Re: Perform streaming logical transactions by background workers and parallel apply - Mailing list pgsql-hackers

From Amit Kapila
Subject Re: Perform streaming logical transactions by background workers and parallel apply
Date
Msg-id CAA4eK1J2UAXsLTbSx1s407W9rHh2RdfF99atMr1khEHou6SgQw@mail.gmail.com
Whole thread Raw
In response to RE: Perform streaming logical transactions by background workers and parallel apply  ("houzj.fnst@fujitsu.com" <houzj.fnst@fujitsu.com>)
Responses RE: Perform streaming logical transactions by background workers and parallel apply
List pgsql-hackers
On Thu, Sep 1, 2022 at 4:53 PM houzj.fnst@fujitsu.com
<houzj.fnst@fujitsu.com> wrote:
>

Review of v27-0001*:
================
1. I feel the usage of in_remote_transaction and in_use flags is
slightly complex.
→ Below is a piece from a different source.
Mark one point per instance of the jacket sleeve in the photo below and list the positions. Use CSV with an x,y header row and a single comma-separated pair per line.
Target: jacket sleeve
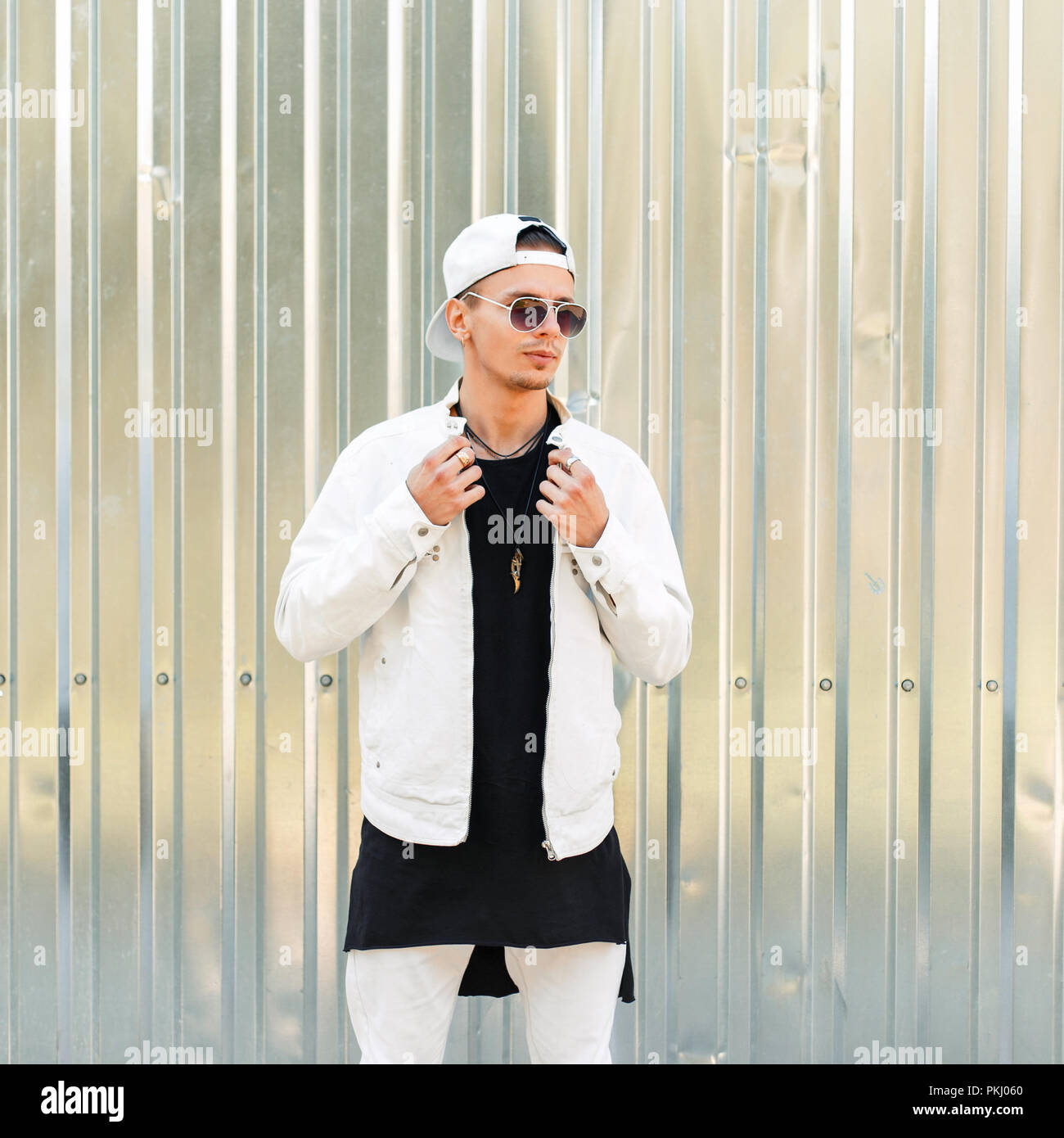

IIUC, the patch uses in_use flag to ensure commit
ordering by waiting for it to become false before proceeding in
transaction finish commands in leader apply worker. If so, I think it
is better to name it in_parallel_apply_xact and set it to true only
when we start applying xact in parallel apply worker and set it to
false when we finish the xact in parallel apply worker. It can be
initialized to false while setting up DSM. Also, accordingly change
the function parallel_apply_wait_for_free() to
parallel_apply_wait_for_xact_finish and parallel_apply_set_idle to
parallel_apply_set_xact_finish. We can change the name of the
in_remote_transaction flag to in_use.

Please explain about these flags in the struct where they are declared.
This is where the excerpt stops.